Non-resident employer’s obligations to deduct PAYE, FBT and ESCT
Inland Revenue have released a draft operational statement OS 20/0X “Non-resident employers’ obligations to deduct PAYE, FBT and ESCT in cross-border employment situations”. This document is open for consultation, with submissions closing on 1 September 2020 (see further information here).
In summary, the draft statement provides that non-resident employers only have an obligation to withhold PAYE or return Fringe Benefits Tax (FBT) and Employers Superannuation Contributions Tax (ESCT) if:
- The employer has sufficient presence in New Zealand to be subject to New Zealand tax law; and
- The services performed by the employee are attributable to the employer’s presence in New Zealand.
The draft statement also provides that no PAYE withholding obligation arises on non-resident’s foreign sourced income or if the employee’s income is exempt under a provision in the domestic law or a Double Taxation Agreement.
While we welcome a practical approach put forward by Inland Revenue in the draft operational statement and the associated reduction in compliance costs for non-resident employers, we would be cautious about relying on the guidance as it is currently written.
Under the current law, the presence of an employee in New Zealand who receives PAYE income payments is sufficient to require an employer to register for employment taxes. This is regardless of whether or not the employer has a taxable presence in New Zealand.
The draft statement differs to the above as it states that in the absence of other factors creating a presence for an employer in New Zealand, the presence of an employee in New Zealand who chose to relocate for personal reasons will not create a registration obligation. Employers would need to consider each situation on a case by case basis to determine if the employee created a taxable presence in New Zealand.

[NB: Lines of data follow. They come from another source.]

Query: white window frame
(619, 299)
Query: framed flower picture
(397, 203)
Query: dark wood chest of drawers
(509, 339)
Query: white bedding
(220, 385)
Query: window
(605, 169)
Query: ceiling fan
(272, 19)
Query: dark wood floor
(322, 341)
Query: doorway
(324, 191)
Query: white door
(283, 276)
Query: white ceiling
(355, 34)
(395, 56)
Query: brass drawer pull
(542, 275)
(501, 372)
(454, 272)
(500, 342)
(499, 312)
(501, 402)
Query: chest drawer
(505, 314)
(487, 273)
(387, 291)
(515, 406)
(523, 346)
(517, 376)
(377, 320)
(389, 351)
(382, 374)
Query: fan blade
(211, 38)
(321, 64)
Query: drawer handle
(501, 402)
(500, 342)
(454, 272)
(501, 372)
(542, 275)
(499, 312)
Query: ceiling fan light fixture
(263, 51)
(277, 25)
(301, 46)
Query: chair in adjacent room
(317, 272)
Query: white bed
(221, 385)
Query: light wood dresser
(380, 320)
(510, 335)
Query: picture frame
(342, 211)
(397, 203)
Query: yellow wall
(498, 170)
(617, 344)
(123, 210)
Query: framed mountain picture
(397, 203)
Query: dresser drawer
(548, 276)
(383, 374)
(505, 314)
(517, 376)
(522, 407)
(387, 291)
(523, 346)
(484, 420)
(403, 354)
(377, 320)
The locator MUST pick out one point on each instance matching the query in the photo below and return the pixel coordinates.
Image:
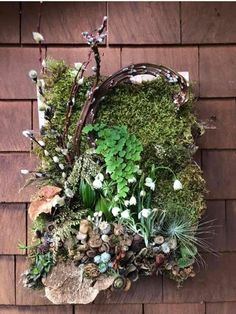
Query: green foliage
(149, 113)
(87, 194)
(121, 152)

Given the inconsistency of the draft statement with the current law, and the fact that such statements are not binding on the Commissioner, it would be difficult to rely on the statement with any certainty unless a change to the underlying tax law was also made.
Further, the statement appears to allow non-resident employers without a sufficient connection to New Zealand to provide non cash benefits to employees with no FBT impact. This would afford non-resident employers an advantage over domestic employers who would not have the same ability to structure remuneration packages in a tax efficient way. There is also no way to shift the FBT burden onto an employee under the current rules and again, for this to occur, there would need to be a law change as FBT is an employer tax only.
COVID-19 tax updates
With the borders to many countries re-opening to citizens and permanent residents, individuals who were sheltering or stranded in New Zealand can, where flights are available, return to their usual country of residence.
For those who choose to stay in New Zealand after they are no longer practically restricted from travelling, the COVID-19 tax concessions will not apply. This means individuals may become subject to New Zealand tax and (subject to the comments set out in the section above) their non-resident employers may be required to register as an employer with Inland Revenue and account for PAYE withholding tax, FBT and ESCT. These obligations would be backdated to the first day the employee was present in New Zealand unless an exemption is available under the domestic law (such as the short-term visit exemption) or a Double Tax Agreement.
Where no exemption applies, and the non-resident employer does not want to register with Inland Revenue, the IR56 taxpayer regime may be of interest. This regime allows the employee to take on the responsibility of the payroll reporting to Inland Revenue instead of the employer.
Where employees have become subject to tax in New Zealand from an earlier point in time, consideration needs to be given as to how to best manage the employer tax obligations where filing and payment deadlines may have already passed.
Previously, the ATO had announced that non-resident employers did not need to register for PAYG withholding where employees were working in Australia solely as a result of COVID-19 and they intended to leave Australia by 30 June 2020. Employees were still required to self-assess whether they were tax residents of Australia and if they needed to lodge a 2020 income tax return.
Updated guidance has been released by the ATO (refer to KPMG Australia’s Flash Alert) advising that from 1 July 2020 non-resident employers will need to register and withhold PAYG withholding tax where their employees are liable for tax. Superannuation Guarantee contributions and State Payroll Tax obligations will also need to be reviewed.
Whether an employee is liable for tax in Australia will depend on their personal circumstances. Employers and employees should seek advice regarding their tax obligations in Australia as a result of this announcement to ensure they are proactively managing their tax obligations.
It is important for employers to be aware of their tax and withholding obligations, particularly with the increasing prevalence of individuals working remotely, in many cases, in a different country to their employer. This is a relevant consideration not only because of COVID-19 but because this type of flexibility from employers may be expected going forward in order to retain and attract the best employees.